第十五話
「作戦はどうかねフリッチュ?」
「は、マンシュタイン計画の元で順調に進んでおります」
総統官邸の総統室に集まった陸海空の代表と俺は話していた。
史実通りに陸軍の大半はマンシュタイン計画を否定していたが、俺がマンシュタインと会談してマンシュタイン計画を承認した。
フリッチュ達も渋々ではあったがマンシュタイン計画を承認した。
まぁ史実通りに黄計画の作戦作戦関連文書を含む書類を運んでいた我がドイツ軍航空機がベルギーに墜落したため、作戦は再考を余儀なくされたメヘレン事件が発生したため俺はマンシュタイン計画を承認したのだ。
マンシュタインと会談した時、作戦の説明を全部終えたマンシュタインに対して俺は「よし、やれ」とにこやかに承認したせいか、マンシュタインが笑う一幕もあった。
これが切っ掛けで、マンシュタインとよく飲む機会が増えたのは余計な話だ。
「オランダはどうだ?」
「オランダ軍は武器自体が旧式の部類が大半でしたので主に治安維持や輸送の後方部隊に回っています。これはオランダ軍も了承しています」
「うむ、代わりに資源の供給してもらっているからな。有りがたい事だ」
石油が無くては戦えないからな。
「ゲーリング、航空艦隊はどうだ?」
「は、総統の指示通りに第四航空艦隊と第五航空艦隊の投入しました。しかし、ソ連対策として第一航空艦隊を移動しませんがソ連は攻めて来ないでしょうか?」
「流石に銀行強盗も攻めてこまいよゲーリング。ソ連軍の有力な将校は粛清されるかシベリア行きだからな。ソ連軍はある意味で崩壊している」
兎も角、一気にフランスを倒さないとな。ダンケルクの奇跡は起こさせないな。
「補給は空軍の輸送機も動員せよ。何のためにアメリカからDC-3旅客機をライセンス生産していると思うのだ?」
「まさか閣下はこれを……」
「そこまでは予見していない」
ゲーリングの言葉に俺は苦笑した。
「補給が出来るルートを少しでも増やしておきたいからな。そのためだ」
俺はゲーリングにそう言っておいた。それから開戦から六日後に連合軍は総崩れとなり退却を開始した。
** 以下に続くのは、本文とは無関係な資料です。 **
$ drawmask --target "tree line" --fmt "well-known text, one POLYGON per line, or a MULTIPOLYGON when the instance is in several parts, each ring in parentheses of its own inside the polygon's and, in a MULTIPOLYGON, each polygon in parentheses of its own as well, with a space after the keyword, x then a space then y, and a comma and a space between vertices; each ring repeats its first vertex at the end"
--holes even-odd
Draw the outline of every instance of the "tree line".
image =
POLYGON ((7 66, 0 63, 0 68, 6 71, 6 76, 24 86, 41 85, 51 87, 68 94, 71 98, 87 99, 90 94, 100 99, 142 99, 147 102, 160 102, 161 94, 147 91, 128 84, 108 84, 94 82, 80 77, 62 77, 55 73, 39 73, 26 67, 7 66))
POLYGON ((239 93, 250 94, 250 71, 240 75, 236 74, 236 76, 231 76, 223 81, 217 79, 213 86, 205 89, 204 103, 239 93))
開戦から十一日目にアラスの戦いが起きた。しかし、空軍が新たに二個航空艦隊を投入していたおかげで偵察も十分に出来ていた。
連合軍の行動を逐一、ロンメルの第七装甲師団に報告をしていた。
「アハトアハトを対戦車砲として使用する」
ロンメルの第七装甲師団は三号戦車は少数しか無く、二号戦車と38tが主力だった。
ロンメルは高射砲のアハトアハトを対戦車砲として使用する事にしたのだ。
そして史実通りに勝った。損害も戦闘直後にシュトゥーカの攻撃隊が飛来して低めに押さえたのが効いたのか史実より三分の一だった。
「総統、勝ったとはいえ敵は反撃に出てきました。此処は一旦進撃を停止して様子を見るべきではないでしょうか?」
フリッチュがそう具申してくる。でも確か連合軍を見逃すとダンケルクの奇跡が起きるからな。それだけは阻止しないと。
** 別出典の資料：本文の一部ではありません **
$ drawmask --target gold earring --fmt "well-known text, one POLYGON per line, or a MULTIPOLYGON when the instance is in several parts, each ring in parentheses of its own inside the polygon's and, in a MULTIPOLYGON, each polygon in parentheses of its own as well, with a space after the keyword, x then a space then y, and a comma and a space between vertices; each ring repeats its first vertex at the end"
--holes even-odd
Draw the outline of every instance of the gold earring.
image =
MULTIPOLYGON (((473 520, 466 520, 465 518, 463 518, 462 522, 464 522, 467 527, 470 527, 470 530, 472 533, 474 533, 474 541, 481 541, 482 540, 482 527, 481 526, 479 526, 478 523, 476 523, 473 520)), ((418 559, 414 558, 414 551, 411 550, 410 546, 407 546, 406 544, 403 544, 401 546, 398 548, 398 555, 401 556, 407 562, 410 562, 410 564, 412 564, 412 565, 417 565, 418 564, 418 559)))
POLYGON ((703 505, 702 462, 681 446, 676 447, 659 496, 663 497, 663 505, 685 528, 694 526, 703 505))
「いや進撃は停止しない。このまま連合軍を英仏海峡に落とすのだ」
「……ですが補給は……」
「心配いらん。空軍の輸送機が空中から落とす」
「しかし……」
なおもフリッチュは食い下がる。
「よし、リッベントロップ」
俺の言葉にリッベントロップが立ち上がる。
「オランダと交渉して更なる燃料の提供を打診しろ。対価はまだ余っている一号戦車や二号戦車だ」
「ヤー。直ぐに取り掛かります」
リッベントロップはそう言って部屋を退室した。
「……これで良いだろうフリッチュ?」
「ありがとうございます総統」
フリッチュが頭を下げた。そしてオランダとの交渉で燃料増加の提供が了承され、オランダからドイツ軍に燃料が補給される事になる。
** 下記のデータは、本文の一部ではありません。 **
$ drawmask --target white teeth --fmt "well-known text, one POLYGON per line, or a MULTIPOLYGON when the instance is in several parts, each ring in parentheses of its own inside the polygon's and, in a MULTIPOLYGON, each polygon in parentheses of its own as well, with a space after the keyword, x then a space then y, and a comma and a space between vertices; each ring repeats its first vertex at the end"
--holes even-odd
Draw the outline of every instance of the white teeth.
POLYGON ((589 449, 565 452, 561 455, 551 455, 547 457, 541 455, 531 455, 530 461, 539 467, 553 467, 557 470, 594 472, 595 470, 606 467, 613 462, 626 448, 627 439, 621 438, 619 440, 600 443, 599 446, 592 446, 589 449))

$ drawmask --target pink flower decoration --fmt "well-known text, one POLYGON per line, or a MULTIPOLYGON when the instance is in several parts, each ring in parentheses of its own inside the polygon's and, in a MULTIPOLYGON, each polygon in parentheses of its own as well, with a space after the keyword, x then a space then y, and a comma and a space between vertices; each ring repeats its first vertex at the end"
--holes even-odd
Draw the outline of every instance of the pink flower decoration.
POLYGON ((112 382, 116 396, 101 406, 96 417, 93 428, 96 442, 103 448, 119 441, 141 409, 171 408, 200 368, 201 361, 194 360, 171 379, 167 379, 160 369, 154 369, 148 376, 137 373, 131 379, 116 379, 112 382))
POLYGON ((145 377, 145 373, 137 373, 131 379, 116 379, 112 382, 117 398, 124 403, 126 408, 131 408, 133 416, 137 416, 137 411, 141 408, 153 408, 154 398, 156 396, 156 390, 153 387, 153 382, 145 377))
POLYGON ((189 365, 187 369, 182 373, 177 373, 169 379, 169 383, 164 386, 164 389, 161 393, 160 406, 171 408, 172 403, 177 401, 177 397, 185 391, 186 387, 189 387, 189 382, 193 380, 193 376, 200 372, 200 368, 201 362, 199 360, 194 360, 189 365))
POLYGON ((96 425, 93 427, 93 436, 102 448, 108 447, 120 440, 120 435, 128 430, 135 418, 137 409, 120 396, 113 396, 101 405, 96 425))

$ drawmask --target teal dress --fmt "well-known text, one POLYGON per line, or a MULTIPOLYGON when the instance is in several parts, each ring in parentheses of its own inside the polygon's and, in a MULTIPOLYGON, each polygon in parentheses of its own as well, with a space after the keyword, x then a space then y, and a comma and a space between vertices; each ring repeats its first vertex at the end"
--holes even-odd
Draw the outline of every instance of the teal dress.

そして見返りに一号戦車十二両、二号戦車十二両がオランダに提供された。
「連合軍を英仏海峡に落とすのだッ!!」
ドイツ装甲師団はその合い言葉と共に連合軍が集結しているダンケルクへ迫った。
「ダイナモ作戦を決行するッ!!」
ロンドンにいるチャーチルがそう決断して漁船等の船を使用してダンケルクからの撤退が始まろうとしていた。
しかし、それは無理であった。
「偵察隊から報告ッ!! ジェリーの戦車部隊が此方にやってきますッ!!」
「何だとッ!!」
兵士からの報告に連合軍司令部は愕然とした。予想を反してドイツ軍が来たのだ。
そして飛行機の爆音が聞こえてきた。
「ドイツの急降下爆撃機ですッ!!」
連合軍に襲撃してきたのはシュトゥーカ八十機とBf109四十機である。
シュトゥーカ隊はダンケルクの港に入港していた救出艦隊に急降下爆撃を敢行した。
「急降下爆撃だッ!!」
「全艦弾幕を張れッ!!」
駆逐艦は急いで対空射撃を始めるがシュトゥーカ隊はそれを恐れずに急降下を続けて五百キロ爆弾を投下した。
「駄目だ、当たるぞッ!!」
救出艦隊の駆逐艦群に次々と命中弾が出た。この攻撃で連合軍は駆逐艦九隻と多数の漁船等を撃沈された。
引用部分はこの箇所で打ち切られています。